[erlang-questions] comma-less lists and tuples

Thu Sep 21 15:47:45 CEST 2006

Hi,

>
> What I mean is that IMHO if one wants a structured representation of
> something in textual form, the best way is to use a parser. As the
> lazy programmer I am, I don't want to do manually do the parser's
> work, while at the same time making the representation harder to read
> and a nightmare to maintain...
>
> > Do you mean teaching the compiler to parse SQL, or to leave
> > it as is and letting the compiler remain ignorant? ;-)
>
> How could the Erlang compiler help me write better SQL statements?
> Yes, if I write quasi-SQL, I get some syntax checking, but I still can
> write stupid things like
>     {select, {where, {x, '=', 3}}, foo, {from, [table]}}
> which is a correct Erlang term, but not correct quasi-SQL.
>
> In the particular case of SQL, we can also skip any parsing and do
> fine with strings - especially since sql is not only hard to parse,
> but there are many different dialects too. I'd rather let the
> database's parser take care of that.
>
> I don't really see what's wrong with concatenating strings :-)
> Escaping parts that come from outside needs to be done even with
> quasi-sql. Using a parse transform as per my previous example would
> make it even almost as readable as pure sql.
>
> > This should then be a metric for evaluating any
> > special syntax: do we actually gain something by forcing
> > the programmer to write quasi-SQL rather than SQL directly?
>
> Precisely. If it isn't obvious already, my opinion is that there is no
> gain in completely erlang-izing the sql language. But that's just me.
>

The first reason to use the "quasi-SQL" for is that it *guarantees*
that you will not expose yourself to SQL injection attacks, whereas
string contcatentation does not. It's like the difference between
coding in a high level language and coding in C. Can you avoid buffer
overflow attacks when writing in C? Sure. But for some reason many
smart people have a hard time avoiding them, which is one reason that
many projects avoid C/C++. Even if you're really smart and you were
able to prevent 99.9% of all buffer overflows in a large codebase,
that single one you didn't prevent can cost you a fortune. Plus, some
programmers on your team may not be as skilled as you in avoiding such
pitfalls. Using a tool that always prevents them can save you a lot of
pain down the road.

Users of ErlyDB and the MySQL driver have asked me, "Your examples use
(some) SQL directly, which makes you volnerable to SQL injection
attacks. How can I prevent them?" That's one of the primary reasons I
made ErlSQL: I wanted to tell them -- "here, use this." And it had to
be easy to use, to look like SQL, and to express a very large subset
of SQL because otherwise they would (legitimately) complain that it's
not intuitive to learn and/or that doesn't do everything they want it
to do.

For the second point: I have said a few times that ErlSQL code looks
much better than string concatenation code when it does a little more
than just literal translation. I'll try to drive the point home with
an example taken from ErlyDB, which makes the query for getting
related records in a many-to-many relation.

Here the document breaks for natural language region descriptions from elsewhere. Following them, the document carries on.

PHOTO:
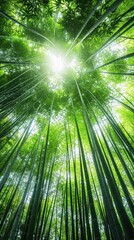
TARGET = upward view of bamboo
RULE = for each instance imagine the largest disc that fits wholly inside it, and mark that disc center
(67, 156)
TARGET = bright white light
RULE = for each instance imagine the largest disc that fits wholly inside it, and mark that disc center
(57, 63)
(73, 64)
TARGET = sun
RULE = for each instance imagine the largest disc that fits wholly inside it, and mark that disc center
(56, 63)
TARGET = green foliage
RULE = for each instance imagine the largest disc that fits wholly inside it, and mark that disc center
(66, 137)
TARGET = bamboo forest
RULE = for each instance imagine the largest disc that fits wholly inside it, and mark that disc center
(66, 120)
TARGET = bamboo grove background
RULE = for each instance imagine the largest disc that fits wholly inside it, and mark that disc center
(66, 157)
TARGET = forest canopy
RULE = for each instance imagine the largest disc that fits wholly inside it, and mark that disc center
(66, 119)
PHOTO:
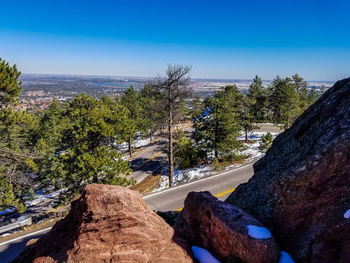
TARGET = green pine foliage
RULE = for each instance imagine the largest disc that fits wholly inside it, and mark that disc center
(10, 86)
(218, 131)
(266, 142)
(86, 155)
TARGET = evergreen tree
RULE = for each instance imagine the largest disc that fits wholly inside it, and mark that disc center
(247, 120)
(131, 101)
(152, 112)
(284, 101)
(258, 97)
(219, 126)
(86, 155)
(312, 96)
(266, 142)
(17, 152)
(10, 86)
(173, 90)
(301, 88)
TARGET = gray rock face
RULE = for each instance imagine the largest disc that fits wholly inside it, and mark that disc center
(226, 231)
(301, 188)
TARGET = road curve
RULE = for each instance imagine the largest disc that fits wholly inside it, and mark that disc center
(170, 199)
(173, 198)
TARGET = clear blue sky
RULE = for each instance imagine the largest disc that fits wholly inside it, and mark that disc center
(220, 39)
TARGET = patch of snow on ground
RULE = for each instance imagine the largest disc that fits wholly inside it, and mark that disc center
(255, 136)
(285, 258)
(8, 210)
(138, 143)
(347, 214)
(252, 150)
(203, 255)
(186, 175)
(41, 197)
(258, 232)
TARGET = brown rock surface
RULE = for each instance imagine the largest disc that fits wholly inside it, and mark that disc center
(301, 188)
(108, 224)
(221, 228)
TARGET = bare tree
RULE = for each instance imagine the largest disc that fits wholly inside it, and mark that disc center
(173, 89)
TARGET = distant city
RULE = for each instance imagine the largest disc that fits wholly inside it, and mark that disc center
(38, 90)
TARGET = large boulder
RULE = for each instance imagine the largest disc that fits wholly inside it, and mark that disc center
(108, 224)
(301, 187)
(227, 232)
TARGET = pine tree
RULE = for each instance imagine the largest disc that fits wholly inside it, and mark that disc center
(10, 86)
(86, 154)
(152, 111)
(219, 126)
(17, 151)
(258, 98)
(173, 89)
(284, 101)
(266, 142)
(301, 88)
(131, 101)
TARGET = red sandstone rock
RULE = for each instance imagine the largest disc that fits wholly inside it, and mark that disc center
(222, 229)
(301, 187)
(108, 224)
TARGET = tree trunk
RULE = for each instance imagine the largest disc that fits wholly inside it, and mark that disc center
(130, 146)
(150, 135)
(171, 161)
(95, 179)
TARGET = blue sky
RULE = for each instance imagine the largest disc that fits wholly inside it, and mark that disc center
(220, 39)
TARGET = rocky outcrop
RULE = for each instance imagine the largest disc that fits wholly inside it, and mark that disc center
(108, 224)
(227, 232)
(301, 188)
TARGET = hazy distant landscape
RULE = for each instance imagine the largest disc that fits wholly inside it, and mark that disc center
(65, 87)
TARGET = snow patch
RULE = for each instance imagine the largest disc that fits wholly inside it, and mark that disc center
(8, 210)
(41, 197)
(347, 214)
(256, 136)
(203, 255)
(258, 232)
(285, 258)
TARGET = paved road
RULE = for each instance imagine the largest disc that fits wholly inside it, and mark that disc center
(170, 199)
(173, 199)
(146, 163)
(149, 161)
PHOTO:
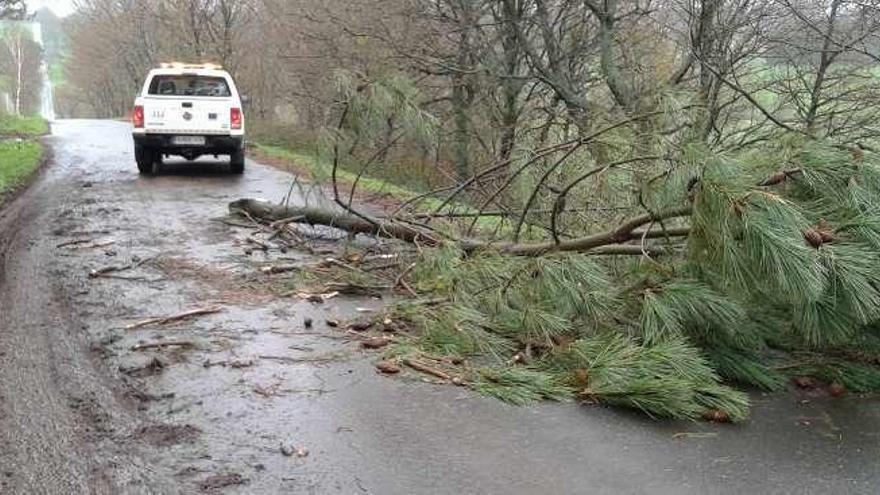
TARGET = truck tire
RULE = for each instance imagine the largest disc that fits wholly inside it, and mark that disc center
(236, 161)
(144, 158)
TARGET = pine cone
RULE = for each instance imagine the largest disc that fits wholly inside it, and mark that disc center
(814, 238)
(805, 382)
(836, 389)
(716, 416)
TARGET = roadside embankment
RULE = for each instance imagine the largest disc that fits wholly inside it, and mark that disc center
(21, 153)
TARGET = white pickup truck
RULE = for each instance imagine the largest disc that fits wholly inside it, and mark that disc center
(188, 110)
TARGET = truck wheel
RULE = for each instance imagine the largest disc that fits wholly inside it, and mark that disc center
(236, 161)
(144, 158)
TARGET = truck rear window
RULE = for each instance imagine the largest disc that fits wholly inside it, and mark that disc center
(189, 86)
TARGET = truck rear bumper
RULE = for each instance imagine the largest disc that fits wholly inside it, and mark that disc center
(220, 145)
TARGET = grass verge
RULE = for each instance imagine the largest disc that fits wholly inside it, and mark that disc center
(18, 160)
(23, 127)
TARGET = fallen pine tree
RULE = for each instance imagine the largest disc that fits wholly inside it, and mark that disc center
(768, 276)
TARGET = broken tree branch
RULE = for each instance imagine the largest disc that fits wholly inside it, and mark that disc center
(178, 317)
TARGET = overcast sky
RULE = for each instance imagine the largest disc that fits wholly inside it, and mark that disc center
(60, 7)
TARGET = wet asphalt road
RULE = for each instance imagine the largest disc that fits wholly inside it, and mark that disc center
(81, 412)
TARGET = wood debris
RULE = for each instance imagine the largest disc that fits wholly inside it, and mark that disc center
(174, 318)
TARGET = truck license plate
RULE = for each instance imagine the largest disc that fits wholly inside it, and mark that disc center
(188, 140)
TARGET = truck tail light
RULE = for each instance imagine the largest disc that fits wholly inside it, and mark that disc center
(235, 120)
(137, 117)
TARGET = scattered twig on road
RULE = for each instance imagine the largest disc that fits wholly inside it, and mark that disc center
(313, 360)
(275, 269)
(162, 345)
(170, 319)
(424, 368)
(103, 272)
(86, 244)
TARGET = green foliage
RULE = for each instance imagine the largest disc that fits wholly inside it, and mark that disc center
(11, 125)
(522, 386)
(668, 379)
(18, 160)
(772, 271)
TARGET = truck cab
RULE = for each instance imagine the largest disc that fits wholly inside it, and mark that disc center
(188, 110)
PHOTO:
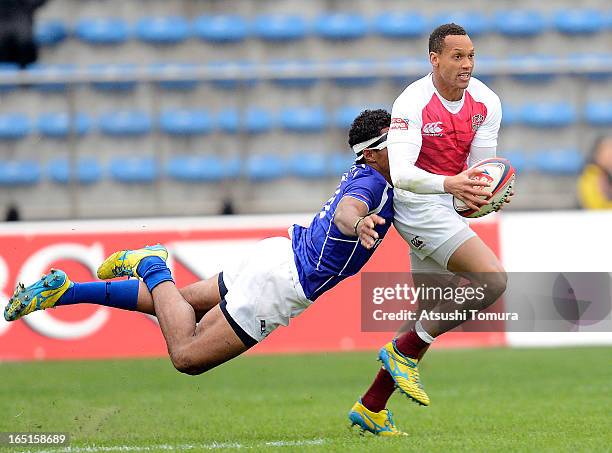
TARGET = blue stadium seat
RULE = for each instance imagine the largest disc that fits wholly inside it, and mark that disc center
(228, 121)
(352, 66)
(102, 31)
(577, 21)
(230, 74)
(136, 170)
(162, 29)
(253, 120)
(183, 72)
(202, 168)
(398, 25)
(589, 64)
(303, 119)
(559, 162)
(409, 69)
(344, 116)
(125, 123)
(485, 64)
(125, 70)
(279, 27)
(548, 114)
(265, 167)
(539, 67)
(221, 28)
(9, 70)
(50, 32)
(518, 160)
(88, 170)
(340, 163)
(258, 120)
(599, 113)
(309, 165)
(340, 26)
(511, 114)
(14, 126)
(296, 68)
(58, 124)
(475, 23)
(19, 172)
(185, 122)
(49, 71)
(518, 23)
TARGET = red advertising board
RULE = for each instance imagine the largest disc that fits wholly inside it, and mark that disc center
(198, 250)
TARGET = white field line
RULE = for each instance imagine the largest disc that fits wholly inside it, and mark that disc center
(180, 447)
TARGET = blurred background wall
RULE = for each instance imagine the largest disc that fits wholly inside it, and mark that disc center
(192, 107)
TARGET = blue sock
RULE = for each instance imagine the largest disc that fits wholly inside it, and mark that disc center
(153, 271)
(118, 294)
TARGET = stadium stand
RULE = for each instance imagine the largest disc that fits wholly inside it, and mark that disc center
(211, 95)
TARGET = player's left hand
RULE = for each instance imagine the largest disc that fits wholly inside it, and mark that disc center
(507, 200)
(366, 232)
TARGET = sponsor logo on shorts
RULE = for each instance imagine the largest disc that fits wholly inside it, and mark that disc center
(477, 120)
(433, 129)
(400, 124)
(417, 243)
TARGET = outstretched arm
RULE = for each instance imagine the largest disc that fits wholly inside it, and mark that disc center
(352, 219)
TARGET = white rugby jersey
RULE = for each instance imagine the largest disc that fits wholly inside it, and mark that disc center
(442, 131)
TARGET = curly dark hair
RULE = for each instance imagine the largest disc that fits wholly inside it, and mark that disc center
(368, 124)
(436, 39)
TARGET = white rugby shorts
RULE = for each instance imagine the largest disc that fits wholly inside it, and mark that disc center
(431, 226)
(262, 291)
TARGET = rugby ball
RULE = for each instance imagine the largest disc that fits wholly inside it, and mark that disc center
(500, 174)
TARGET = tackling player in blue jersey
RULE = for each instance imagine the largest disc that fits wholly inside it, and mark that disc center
(212, 321)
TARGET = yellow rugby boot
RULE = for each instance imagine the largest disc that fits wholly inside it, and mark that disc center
(377, 423)
(39, 296)
(125, 262)
(404, 372)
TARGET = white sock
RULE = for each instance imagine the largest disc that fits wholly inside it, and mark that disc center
(418, 328)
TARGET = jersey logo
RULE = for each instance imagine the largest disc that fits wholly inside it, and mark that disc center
(417, 242)
(399, 124)
(477, 120)
(433, 129)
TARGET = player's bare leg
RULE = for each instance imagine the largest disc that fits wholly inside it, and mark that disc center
(474, 260)
(194, 350)
(56, 289)
(202, 296)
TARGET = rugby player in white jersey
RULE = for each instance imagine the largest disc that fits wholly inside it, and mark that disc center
(212, 321)
(441, 124)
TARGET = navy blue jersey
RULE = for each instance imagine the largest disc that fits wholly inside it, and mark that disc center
(323, 255)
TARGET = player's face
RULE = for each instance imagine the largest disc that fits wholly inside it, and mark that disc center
(456, 62)
(381, 158)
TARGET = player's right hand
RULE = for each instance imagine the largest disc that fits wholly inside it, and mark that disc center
(366, 232)
(467, 188)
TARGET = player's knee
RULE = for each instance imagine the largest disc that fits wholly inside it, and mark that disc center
(184, 363)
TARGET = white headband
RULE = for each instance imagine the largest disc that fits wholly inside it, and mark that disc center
(375, 143)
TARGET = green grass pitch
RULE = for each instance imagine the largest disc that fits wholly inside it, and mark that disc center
(482, 400)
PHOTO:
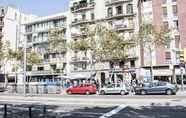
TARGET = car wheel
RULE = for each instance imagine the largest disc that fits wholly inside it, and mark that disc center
(143, 92)
(122, 92)
(69, 92)
(87, 92)
(102, 92)
(169, 92)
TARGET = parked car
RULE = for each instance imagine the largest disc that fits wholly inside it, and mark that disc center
(156, 87)
(82, 89)
(114, 89)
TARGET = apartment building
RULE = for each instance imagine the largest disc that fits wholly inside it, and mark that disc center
(121, 15)
(11, 30)
(37, 34)
(170, 14)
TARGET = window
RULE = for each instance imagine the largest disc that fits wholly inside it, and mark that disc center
(129, 9)
(92, 16)
(84, 66)
(165, 11)
(109, 12)
(176, 24)
(53, 66)
(40, 68)
(132, 63)
(174, 9)
(166, 25)
(164, 1)
(119, 10)
(53, 55)
(83, 16)
(167, 55)
(174, 0)
(177, 41)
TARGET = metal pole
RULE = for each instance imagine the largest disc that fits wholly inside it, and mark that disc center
(182, 79)
(24, 78)
(5, 111)
(30, 111)
(44, 111)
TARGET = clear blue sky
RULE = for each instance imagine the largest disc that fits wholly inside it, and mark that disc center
(38, 7)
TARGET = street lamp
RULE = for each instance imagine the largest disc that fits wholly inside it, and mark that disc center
(24, 68)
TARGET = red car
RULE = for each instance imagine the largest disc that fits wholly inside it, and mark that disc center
(82, 89)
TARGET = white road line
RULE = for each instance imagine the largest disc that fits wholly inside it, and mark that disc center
(114, 111)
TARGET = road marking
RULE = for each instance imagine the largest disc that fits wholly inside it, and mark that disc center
(114, 111)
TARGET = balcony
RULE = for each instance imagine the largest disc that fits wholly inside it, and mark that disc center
(79, 59)
(1, 23)
(113, 2)
(57, 60)
(82, 7)
(122, 27)
(81, 21)
(78, 35)
(116, 16)
(43, 72)
(1, 34)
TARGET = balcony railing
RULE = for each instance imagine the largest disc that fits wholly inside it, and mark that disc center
(79, 59)
(119, 16)
(82, 7)
(112, 2)
(1, 34)
(122, 27)
(81, 34)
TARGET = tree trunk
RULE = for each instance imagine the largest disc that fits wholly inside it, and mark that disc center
(151, 65)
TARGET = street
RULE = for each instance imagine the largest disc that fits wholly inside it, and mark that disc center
(94, 106)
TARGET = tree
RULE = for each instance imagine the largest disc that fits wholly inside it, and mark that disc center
(150, 38)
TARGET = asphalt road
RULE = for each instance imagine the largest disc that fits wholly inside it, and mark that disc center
(94, 106)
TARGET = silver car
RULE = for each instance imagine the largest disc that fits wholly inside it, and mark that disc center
(114, 89)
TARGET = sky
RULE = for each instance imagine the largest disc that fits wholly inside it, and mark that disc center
(38, 7)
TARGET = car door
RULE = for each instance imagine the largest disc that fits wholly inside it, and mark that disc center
(110, 89)
(156, 88)
(151, 88)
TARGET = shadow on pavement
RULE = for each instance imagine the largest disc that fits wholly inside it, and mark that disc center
(153, 111)
(52, 111)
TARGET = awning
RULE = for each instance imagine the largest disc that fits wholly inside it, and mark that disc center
(78, 75)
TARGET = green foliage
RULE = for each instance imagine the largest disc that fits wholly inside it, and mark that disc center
(33, 58)
(149, 36)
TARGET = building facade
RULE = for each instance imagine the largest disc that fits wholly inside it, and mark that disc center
(169, 14)
(38, 33)
(11, 30)
(120, 15)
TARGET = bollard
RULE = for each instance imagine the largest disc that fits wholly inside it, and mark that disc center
(30, 111)
(44, 111)
(5, 111)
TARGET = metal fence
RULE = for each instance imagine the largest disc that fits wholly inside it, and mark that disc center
(35, 88)
(25, 111)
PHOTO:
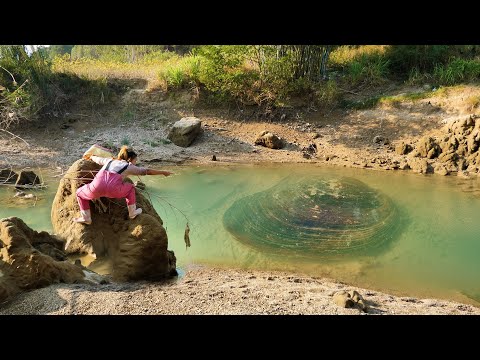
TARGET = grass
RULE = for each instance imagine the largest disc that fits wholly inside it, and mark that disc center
(397, 100)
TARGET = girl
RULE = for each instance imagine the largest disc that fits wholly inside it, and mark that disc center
(109, 183)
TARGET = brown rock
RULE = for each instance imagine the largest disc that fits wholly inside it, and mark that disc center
(136, 247)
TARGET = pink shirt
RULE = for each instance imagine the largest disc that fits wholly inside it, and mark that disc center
(117, 165)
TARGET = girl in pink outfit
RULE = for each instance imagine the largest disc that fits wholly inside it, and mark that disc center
(109, 183)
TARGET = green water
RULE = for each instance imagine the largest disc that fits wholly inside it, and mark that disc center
(434, 253)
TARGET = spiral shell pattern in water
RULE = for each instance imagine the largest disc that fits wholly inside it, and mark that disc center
(319, 217)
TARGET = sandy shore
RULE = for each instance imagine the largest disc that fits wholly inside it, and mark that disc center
(215, 291)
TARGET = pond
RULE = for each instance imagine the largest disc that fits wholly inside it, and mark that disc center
(401, 233)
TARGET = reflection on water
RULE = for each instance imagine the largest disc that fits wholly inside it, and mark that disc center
(433, 250)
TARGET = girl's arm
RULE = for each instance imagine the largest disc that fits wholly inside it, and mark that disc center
(158, 172)
(137, 170)
(99, 160)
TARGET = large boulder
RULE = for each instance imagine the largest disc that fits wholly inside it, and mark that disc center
(31, 259)
(184, 131)
(267, 139)
(136, 247)
(8, 176)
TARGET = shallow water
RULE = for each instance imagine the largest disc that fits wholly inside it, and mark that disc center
(431, 251)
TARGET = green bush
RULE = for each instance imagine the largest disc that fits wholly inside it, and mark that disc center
(457, 71)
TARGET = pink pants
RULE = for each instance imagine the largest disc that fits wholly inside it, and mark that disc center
(105, 184)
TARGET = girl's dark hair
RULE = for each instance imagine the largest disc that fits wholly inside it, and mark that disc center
(126, 154)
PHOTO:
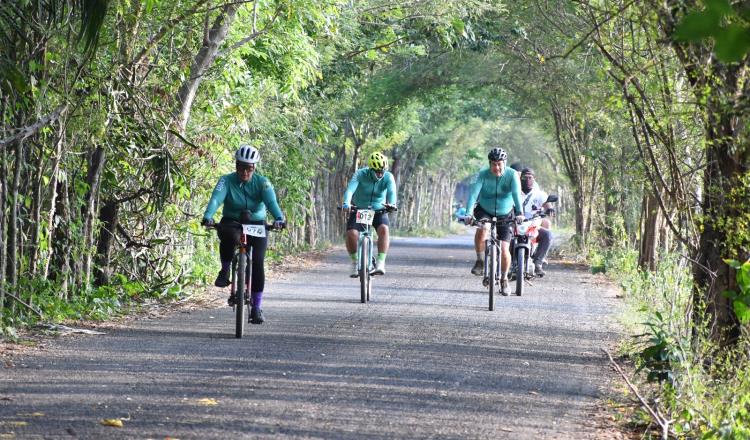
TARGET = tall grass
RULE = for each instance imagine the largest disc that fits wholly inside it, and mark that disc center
(703, 391)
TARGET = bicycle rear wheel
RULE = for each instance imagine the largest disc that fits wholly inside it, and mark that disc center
(364, 269)
(491, 258)
(520, 269)
(239, 297)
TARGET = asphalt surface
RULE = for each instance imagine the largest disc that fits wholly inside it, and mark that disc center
(424, 359)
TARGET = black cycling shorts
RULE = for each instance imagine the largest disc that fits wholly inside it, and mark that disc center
(381, 218)
(504, 223)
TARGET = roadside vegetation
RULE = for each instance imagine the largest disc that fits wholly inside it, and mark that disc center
(118, 116)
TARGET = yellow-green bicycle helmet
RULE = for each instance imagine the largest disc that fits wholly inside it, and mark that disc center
(377, 161)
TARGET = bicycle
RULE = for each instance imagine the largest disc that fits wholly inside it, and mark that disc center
(242, 270)
(491, 276)
(365, 254)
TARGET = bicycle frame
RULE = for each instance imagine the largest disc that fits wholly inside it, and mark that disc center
(492, 257)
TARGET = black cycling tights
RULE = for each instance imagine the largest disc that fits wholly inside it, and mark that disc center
(230, 239)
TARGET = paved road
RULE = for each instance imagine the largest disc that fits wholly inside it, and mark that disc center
(424, 359)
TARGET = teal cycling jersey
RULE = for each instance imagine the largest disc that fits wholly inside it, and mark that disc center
(496, 194)
(254, 195)
(365, 189)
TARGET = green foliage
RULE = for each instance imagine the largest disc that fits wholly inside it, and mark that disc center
(661, 352)
(740, 300)
(729, 29)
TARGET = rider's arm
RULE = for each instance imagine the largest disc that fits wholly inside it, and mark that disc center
(353, 183)
(269, 199)
(515, 190)
(390, 195)
(217, 198)
(476, 187)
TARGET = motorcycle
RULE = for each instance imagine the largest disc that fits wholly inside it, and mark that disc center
(523, 244)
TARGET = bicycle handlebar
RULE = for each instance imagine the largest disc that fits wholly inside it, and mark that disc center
(388, 208)
(217, 226)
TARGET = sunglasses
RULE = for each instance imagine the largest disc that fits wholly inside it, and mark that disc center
(245, 167)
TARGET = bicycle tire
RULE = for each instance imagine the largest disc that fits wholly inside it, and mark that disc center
(520, 269)
(491, 258)
(239, 297)
(364, 268)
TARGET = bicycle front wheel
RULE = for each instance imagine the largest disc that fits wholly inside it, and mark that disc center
(492, 273)
(364, 269)
(239, 297)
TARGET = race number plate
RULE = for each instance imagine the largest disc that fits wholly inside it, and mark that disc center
(254, 230)
(365, 216)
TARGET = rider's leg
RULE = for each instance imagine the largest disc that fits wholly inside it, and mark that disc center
(258, 279)
(504, 258)
(352, 237)
(479, 238)
(229, 238)
(383, 245)
(544, 242)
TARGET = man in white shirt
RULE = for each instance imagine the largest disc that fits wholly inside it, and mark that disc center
(533, 199)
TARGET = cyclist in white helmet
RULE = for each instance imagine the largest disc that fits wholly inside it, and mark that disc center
(244, 190)
(496, 192)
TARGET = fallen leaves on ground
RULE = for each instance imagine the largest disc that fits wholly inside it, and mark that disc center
(117, 423)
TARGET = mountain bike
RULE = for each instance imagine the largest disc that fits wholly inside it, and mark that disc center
(491, 277)
(242, 270)
(365, 248)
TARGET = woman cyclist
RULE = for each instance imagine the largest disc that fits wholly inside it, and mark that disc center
(244, 190)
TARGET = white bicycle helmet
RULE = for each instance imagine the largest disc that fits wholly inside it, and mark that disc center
(496, 154)
(247, 154)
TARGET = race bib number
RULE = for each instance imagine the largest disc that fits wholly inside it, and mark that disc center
(365, 216)
(254, 230)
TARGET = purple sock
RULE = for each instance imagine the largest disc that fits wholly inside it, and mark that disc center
(257, 298)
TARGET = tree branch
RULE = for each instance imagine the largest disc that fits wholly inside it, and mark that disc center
(25, 132)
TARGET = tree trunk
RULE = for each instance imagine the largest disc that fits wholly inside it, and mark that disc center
(108, 221)
(13, 228)
(649, 233)
(93, 178)
(36, 214)
(3, 230)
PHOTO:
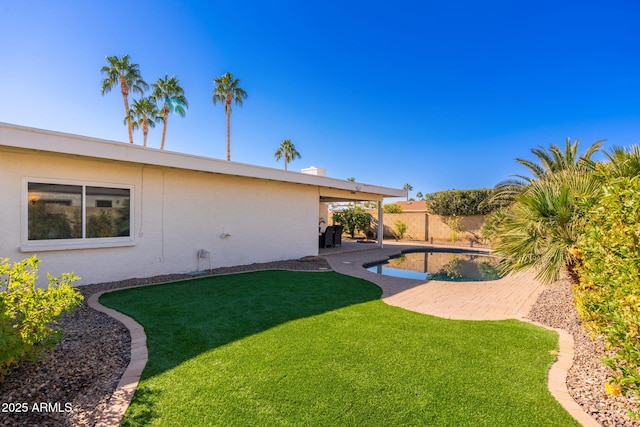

Here's the string concatention way:

make_get_related_many_to_many_query(OtherModule, JoinTable, Obj, WhereClause,
				    ExtraClause) ->
    OtherTableStr = atom_to_list(OtherModule),
    ThisTableStr = get_module_str(Obj),
    JoinTableStr = atom_to_list(JoinTable),
    WhereClause1 = make_nested_where_clause(WhereClause),
    FieldStrs = make_str_for_fields(OtherModule),
    Query =
	lists:append(
	  ["SELECT ", FieldStrs, " FROM ",
	   OtherTableStr, ",", JoinTableStr,
	   " WHERE (", OtherTableStr,
	   ".id = ", JoinTableStr,
	   ".", OtherTableStr, "_id AND ",
	   JoinTableStr, ".", ThisTableStr, "_id=",
	   get_id_str(Obj), ")", WhereClause1, ExtraClause]),
    Query.

make_str_for_fields(Module) ->
    TableStr = atom_to_list(Module),
    {Result, _} =
	lists:foldl(
	  fun(Field, {Str, IsFirst}) ->
		  FieldName = TableStr ++ "." ++ atom_to_list(Field),
		  Str1 =
		      if
			  IsFirst ->
			      FieldName;
			  true ->
			      FieldName ++ ","
		      end,
		  {Str1 ++ Str, false}
	  end, {"", true}, lists:reverse(Module:fields())),
    Result.

make_nested_where_clause(WhereClause) ->
    case WhereClause of
	undefined ->
	    " ";
	_ ->
	    " AND (" ++ WhereClause ++ ") "
    end.

Here's the ErlSQL way:

make_get_related_many_to_many_query(OtherModule, JoinTable, Obj,
WhereClause, ExtraClause) ->
    {select, OtherModule:shown_fields(),
     {from, [OtherModule:table(), JoinTable]},
     {where,
       {{{OtherModule, id},'=',
         {JoinTable, get_id_field(OtherModule)}},
          'and',
        {{JoinTable, get_id_field(Obj)}, '=', get_id(Obj)}},
           'and', WhereClause)},
     ExtraClause}.

Which do you think is more readable? Which is more writable?

Even putting readability aside, when the Mnesia driver is passed this
structure, it doesn't have to parse anything. It can pattern-match on
the queries that it knows it can handle and breaks on the rest. That's
a big win in simplifying the code.

Best regards,
Yariv